Senua's Sacrifice est beau. Les développeurs font cracher ses poumons à l'Unreal Engine pour nous proposer des graphismes soignés et une direction artistique qui, passez-moi l'expression, déboite sa mère ! L'ambiance mortifère qui se dégage du jeu est incroyable, cette atmosphère de paganisme viking à base de cranes d'animaux, de totems en bois, de sang et de boue, tout ça a une gueule d'enfer, sans parler des animations assez réalistes tout en étant dynamiques. Notons également que le jeu se passe entièrement d'interfaces de quelque sorte que ce soit, les indications nous étant délivrées par les voix intérieures de Senua et par le level-design très clair (même si un doublage VF aurait été appréciable pour pleinement profiter du travail sur les voix).
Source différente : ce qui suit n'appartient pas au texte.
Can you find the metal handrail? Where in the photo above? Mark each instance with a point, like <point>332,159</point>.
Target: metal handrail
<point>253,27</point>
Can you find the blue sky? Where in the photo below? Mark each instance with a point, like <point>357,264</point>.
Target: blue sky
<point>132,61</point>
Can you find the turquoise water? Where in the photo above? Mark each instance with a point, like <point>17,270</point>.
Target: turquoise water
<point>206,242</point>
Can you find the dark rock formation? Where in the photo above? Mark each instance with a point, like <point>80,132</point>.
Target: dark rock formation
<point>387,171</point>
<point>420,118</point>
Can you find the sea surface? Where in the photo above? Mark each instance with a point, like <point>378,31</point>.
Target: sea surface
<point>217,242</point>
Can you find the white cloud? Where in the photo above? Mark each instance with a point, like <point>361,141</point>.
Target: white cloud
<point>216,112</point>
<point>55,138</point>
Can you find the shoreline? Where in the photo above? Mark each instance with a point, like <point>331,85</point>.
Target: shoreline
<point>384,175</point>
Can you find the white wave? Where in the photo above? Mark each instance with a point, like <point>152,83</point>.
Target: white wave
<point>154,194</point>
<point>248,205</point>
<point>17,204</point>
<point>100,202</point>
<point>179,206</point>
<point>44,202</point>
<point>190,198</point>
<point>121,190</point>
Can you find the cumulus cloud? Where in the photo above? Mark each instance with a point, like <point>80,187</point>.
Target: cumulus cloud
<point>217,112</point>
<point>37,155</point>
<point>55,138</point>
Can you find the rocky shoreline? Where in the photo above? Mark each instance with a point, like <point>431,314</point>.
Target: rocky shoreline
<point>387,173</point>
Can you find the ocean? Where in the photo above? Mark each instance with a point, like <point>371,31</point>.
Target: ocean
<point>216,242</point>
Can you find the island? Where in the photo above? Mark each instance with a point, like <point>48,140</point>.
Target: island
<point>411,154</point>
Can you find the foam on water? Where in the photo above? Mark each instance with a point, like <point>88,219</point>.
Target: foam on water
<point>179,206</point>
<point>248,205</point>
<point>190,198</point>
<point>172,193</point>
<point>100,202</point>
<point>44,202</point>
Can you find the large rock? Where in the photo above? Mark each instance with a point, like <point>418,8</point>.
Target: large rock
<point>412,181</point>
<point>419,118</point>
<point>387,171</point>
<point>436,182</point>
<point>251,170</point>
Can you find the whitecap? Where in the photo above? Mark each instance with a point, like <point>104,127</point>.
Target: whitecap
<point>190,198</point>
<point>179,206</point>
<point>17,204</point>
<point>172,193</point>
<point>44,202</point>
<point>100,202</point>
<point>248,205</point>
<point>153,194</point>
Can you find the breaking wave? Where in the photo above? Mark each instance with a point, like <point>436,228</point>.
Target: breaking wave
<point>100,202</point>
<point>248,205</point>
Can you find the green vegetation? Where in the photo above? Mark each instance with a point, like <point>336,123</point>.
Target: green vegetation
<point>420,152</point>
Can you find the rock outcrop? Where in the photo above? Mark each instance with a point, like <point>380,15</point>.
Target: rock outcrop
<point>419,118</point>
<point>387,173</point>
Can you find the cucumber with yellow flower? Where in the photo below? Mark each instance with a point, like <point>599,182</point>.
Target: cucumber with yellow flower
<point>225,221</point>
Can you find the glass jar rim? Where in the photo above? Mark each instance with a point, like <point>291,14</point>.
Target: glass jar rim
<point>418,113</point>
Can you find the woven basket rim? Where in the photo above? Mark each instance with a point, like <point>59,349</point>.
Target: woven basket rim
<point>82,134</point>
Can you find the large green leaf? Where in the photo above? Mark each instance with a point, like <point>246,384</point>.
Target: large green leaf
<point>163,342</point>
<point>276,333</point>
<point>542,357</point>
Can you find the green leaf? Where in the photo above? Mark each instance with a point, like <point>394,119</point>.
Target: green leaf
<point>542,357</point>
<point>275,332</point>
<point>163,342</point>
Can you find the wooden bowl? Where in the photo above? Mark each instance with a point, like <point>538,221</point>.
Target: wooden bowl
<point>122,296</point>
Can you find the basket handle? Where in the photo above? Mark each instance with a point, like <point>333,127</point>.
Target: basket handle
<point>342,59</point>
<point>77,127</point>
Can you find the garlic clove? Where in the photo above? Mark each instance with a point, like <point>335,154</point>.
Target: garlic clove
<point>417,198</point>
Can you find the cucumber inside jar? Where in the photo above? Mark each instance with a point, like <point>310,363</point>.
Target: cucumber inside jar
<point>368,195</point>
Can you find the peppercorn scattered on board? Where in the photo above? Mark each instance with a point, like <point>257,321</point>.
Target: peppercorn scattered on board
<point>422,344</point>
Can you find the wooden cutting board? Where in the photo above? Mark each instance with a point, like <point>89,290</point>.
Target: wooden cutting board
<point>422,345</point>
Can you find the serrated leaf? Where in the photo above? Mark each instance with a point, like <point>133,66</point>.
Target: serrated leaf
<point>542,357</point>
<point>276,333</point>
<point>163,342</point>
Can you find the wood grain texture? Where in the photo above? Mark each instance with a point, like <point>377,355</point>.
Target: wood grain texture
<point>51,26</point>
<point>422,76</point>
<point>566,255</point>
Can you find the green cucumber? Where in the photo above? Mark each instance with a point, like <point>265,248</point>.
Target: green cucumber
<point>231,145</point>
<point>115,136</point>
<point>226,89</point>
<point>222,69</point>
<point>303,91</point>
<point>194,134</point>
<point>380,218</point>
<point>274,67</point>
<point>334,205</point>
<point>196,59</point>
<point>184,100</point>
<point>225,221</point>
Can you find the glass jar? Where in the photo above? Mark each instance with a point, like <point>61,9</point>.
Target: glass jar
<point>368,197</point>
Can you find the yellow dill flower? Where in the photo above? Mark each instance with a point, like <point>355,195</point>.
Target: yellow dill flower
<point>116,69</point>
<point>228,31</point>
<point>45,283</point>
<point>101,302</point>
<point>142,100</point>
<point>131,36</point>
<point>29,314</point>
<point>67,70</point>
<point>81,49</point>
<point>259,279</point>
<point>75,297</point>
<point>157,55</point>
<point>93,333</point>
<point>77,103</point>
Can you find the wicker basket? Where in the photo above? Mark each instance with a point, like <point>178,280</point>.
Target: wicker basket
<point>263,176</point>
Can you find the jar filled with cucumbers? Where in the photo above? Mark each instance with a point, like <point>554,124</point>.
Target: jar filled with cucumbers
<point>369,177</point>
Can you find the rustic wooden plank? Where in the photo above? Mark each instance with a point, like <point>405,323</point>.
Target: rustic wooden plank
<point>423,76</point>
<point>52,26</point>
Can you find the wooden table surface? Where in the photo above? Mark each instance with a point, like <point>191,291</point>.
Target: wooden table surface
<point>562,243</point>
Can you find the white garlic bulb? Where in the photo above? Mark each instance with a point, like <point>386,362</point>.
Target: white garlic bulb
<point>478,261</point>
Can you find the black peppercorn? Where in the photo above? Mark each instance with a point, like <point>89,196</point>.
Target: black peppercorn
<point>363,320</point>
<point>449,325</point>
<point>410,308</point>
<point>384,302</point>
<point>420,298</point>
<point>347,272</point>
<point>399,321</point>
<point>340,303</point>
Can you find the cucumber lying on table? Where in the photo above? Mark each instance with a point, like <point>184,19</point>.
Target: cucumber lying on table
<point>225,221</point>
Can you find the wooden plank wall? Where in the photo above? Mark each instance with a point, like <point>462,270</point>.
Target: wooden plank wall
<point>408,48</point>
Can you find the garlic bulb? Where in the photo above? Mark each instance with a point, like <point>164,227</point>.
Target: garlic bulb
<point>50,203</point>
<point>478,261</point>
A noter aussi le travail du son, irréprochable, que ce soit pour les voix intérieures, les bruits des armes, les ambiances ou encore les ennemis. Bien sûr, les développeurs avaient conscience que pour se faire remarquer avec un jeu, même moyen budget, il faut de nos jours compter avec les graphismes, car plus ils sont beau, plus ils attirent le chaland. Mais on est d'accord, tout miser sur l'aspect graphique, ça ne peut donner que des immondices à la The Order 1886 quand le gameplay est laissé de côté comme un simple accessoire.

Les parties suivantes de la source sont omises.